In Japan they were not of it: a law forbade the profession of their religion, and prejudice hindered their access to the people. Only after the revolution was there opportunity for open work, and during the intervening years they were criticised for doing nothing. But they learned the language, wrote a dictionary, and broke down prejudice. One of them, Dr. Verbeck, gained the confidence of the rulers of the Empire, and in high positions rendered Japan services which were greatly esteemed and are gratefully remembered; another, Dr. Hepburn, gained a national reputation as a skilful physician and a broad-minded philanthropist, and a third, to mention no more, Dr. S. R. Brown, trained a group of young men who have been prominent in many positions of influence.

After the prohibition of Christianity was repealed, in 1872, and as the people turned to the West for guidance and instruction, the missionaries were overwhelmed with students and inquirers. Their students and the first converts were samurai, so that they exerted an influence quite out of proportion to their numbers. Soon native churches were established and a native Christian literature created. In all walks of life Christians were found, but especially among the educated, so that in the Diet, on the newspaper press, in official positions, in schools, and in literature they have made their mark. For not only were the first converts students, but many men who went to America and England came back Christians.

The results have been many. Congregations have been organised, a Christian literature has been written, Christian schools have been established, and the varied activities of the Church set going. In all excepting, perhaps, the education of girls, the Japanese are in the lead, and the foreigner, as in other departments, is helper and not director. But beyond these direct results an influence has been exerted on public morals, creating a new sentiment as to woman, as to the claims of the sick and the outcast, and, in general, exciting activity in philanthropic labours for the betterment of the suffering and the distressed. Besides, Buddhism has been forced to new life and a measure of reformation, as it follows the Church in establishing associations for young men, schools, philanthropic societies, and even foreign missions. A most thoughtful and widely read man,-thoroughly versed in Eastern literature as in Western philosophy, science, and theology,-at once a Christian and a fine representative of the genius and the traditions of Japan, tells me that the highest gift of our religion is the awakening of the personality. The universe, to the East, has been a vast system and man its highest, though temporary, expression. But, to the Christian, man gains a new value - as the child of the eternal Father.

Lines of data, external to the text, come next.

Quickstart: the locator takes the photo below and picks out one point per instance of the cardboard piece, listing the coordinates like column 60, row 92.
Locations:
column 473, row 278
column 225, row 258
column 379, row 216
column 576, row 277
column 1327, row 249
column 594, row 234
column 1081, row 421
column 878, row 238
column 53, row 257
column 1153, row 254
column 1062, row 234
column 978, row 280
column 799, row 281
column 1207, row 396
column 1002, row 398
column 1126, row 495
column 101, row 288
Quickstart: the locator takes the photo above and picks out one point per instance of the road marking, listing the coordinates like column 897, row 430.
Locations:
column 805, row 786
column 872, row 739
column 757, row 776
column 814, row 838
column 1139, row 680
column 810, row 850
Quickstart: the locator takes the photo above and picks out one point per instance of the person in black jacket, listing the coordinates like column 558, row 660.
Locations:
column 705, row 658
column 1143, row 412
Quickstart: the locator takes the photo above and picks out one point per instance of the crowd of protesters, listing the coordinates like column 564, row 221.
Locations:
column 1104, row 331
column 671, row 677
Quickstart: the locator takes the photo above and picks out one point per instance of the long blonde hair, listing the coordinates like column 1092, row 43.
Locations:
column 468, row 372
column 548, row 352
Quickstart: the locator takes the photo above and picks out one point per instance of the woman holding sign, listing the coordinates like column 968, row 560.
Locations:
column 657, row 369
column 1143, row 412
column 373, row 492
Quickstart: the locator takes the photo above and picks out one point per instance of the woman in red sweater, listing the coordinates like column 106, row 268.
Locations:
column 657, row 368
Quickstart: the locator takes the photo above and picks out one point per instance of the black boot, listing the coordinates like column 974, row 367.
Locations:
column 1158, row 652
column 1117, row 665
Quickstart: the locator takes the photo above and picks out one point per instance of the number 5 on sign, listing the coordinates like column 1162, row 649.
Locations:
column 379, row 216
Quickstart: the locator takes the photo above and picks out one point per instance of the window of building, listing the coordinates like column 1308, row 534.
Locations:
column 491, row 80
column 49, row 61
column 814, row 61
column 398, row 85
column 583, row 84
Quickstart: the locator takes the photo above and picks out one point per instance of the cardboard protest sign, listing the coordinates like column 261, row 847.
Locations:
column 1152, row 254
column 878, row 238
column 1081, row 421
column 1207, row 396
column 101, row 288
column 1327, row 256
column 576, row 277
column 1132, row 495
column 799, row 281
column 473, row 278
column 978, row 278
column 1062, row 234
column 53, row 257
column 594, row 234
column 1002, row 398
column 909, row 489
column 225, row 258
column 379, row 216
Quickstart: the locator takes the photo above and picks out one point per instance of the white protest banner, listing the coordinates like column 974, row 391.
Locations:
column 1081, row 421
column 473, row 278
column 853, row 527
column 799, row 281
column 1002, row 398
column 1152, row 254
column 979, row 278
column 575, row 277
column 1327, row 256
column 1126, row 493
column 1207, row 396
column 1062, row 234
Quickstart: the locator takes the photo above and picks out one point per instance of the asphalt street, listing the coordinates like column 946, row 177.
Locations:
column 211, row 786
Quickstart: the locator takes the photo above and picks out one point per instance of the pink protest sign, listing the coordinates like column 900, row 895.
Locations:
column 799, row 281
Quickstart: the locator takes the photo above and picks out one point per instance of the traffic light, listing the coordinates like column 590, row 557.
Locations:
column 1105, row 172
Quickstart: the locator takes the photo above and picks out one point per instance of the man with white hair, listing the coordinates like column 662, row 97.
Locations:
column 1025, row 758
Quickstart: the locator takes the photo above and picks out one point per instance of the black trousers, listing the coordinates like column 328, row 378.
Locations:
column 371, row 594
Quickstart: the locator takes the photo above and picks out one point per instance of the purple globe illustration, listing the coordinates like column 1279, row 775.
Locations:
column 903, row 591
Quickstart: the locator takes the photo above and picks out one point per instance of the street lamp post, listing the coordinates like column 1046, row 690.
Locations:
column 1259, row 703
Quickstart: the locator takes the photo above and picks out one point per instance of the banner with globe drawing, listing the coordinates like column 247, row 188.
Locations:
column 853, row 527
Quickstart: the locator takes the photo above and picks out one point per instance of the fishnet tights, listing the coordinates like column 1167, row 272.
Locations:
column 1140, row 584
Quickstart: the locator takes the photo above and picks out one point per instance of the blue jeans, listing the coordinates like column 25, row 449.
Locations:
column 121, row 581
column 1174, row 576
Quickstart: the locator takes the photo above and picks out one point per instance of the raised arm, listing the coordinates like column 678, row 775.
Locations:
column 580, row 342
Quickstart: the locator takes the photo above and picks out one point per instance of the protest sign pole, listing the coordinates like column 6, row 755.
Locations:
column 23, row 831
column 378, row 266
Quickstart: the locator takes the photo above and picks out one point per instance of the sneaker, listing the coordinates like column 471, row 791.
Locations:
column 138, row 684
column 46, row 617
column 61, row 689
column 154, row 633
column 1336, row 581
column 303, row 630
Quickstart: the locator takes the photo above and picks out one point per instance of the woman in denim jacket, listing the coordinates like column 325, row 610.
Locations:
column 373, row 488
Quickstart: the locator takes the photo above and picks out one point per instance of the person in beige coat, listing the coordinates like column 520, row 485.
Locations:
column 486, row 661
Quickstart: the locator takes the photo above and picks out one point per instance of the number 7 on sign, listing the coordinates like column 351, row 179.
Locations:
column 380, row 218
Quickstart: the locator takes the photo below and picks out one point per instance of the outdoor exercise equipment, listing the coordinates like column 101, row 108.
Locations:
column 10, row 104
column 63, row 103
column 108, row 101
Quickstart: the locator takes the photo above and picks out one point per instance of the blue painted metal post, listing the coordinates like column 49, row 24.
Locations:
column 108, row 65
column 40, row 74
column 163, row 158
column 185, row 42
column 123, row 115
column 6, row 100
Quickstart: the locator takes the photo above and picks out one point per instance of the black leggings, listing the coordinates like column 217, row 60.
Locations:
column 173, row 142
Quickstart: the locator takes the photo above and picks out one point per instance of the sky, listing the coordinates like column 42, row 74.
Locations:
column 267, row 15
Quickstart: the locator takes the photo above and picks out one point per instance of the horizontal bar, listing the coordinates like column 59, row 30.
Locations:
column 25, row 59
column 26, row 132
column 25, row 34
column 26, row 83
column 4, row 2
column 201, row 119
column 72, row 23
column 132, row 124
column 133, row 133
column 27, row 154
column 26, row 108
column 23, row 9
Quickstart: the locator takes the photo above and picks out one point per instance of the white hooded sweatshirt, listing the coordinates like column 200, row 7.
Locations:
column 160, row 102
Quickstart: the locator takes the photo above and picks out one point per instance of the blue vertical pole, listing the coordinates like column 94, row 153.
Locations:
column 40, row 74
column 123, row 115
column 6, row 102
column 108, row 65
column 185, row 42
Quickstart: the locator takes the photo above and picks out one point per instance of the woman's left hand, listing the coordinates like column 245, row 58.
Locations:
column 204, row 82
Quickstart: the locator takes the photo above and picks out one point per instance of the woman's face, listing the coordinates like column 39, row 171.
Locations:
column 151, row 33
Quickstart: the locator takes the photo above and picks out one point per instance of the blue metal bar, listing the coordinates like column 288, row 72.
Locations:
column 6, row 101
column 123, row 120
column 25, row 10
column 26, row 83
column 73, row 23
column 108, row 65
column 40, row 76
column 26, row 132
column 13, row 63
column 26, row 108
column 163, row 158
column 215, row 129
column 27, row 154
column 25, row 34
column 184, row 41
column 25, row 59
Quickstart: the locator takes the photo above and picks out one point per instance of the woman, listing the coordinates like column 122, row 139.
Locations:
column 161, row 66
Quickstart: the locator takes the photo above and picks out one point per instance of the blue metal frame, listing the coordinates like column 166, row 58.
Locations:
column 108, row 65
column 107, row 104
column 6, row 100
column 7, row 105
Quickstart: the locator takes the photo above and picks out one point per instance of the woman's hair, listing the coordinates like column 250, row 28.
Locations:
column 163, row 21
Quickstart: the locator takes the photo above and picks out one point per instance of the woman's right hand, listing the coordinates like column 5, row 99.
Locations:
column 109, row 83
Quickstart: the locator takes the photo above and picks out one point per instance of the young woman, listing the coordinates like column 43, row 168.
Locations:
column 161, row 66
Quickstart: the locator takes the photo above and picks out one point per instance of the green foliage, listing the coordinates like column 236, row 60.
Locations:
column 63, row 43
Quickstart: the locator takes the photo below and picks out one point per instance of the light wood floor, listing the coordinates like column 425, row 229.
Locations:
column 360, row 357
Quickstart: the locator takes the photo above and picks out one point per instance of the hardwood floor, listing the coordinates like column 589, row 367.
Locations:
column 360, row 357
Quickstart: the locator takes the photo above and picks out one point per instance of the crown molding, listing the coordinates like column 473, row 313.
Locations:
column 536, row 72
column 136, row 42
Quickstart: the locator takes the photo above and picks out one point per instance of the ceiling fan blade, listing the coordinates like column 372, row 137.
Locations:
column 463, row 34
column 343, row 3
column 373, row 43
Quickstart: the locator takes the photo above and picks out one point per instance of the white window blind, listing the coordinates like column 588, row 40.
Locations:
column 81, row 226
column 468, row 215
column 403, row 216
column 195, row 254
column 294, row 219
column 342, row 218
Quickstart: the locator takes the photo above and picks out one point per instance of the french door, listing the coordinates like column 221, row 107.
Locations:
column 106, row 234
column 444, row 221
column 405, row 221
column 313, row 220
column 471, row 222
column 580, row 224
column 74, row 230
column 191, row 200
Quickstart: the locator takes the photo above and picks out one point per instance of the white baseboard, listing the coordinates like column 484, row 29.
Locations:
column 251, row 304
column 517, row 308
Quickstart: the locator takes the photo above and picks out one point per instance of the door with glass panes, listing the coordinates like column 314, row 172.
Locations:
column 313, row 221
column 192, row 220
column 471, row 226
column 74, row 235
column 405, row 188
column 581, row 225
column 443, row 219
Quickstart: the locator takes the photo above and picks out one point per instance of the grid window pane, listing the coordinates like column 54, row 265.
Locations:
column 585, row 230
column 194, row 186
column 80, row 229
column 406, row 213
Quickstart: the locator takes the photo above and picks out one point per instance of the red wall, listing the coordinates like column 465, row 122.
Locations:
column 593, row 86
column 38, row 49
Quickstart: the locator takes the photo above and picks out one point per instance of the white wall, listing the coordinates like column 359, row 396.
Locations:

In religion as in all else one hesitates to prophesy, but if we may judge from the past and from our knowledge of Japanese nature, we may venture to predict that Christianity will win large and direct success only as there arises some native apostle who shall command the confidence and excite the enthusiasm of his countrymen. Already there are competent leaders who have proved what men of self-sacrificing devotion and of strong personality can accomplish, but the turning of the nation to Christianity can be the work only of a Japanese St. Paul, Luther, or Wesley.

The new Japan is not picturesque like the old: the foreign costume is still ill-made and awkwardly worn, the old castle walls fall into decay, the feudal mansions are replaced by ugly barracks, and two-sworded samurai no longer swagger in the streets; the dual Government with its mystery is gone, and the daimyo are unromantic men of wealth living in new houses built in a semi-foreign style. The romance disappears, but instead there is the throbbing young life with its chivalry and patriotism, as intense as ever the fathers felt. Transitions are unlovely, but in this bustling, unpoetic new Japan is the promise of better things than old Japan has ever known.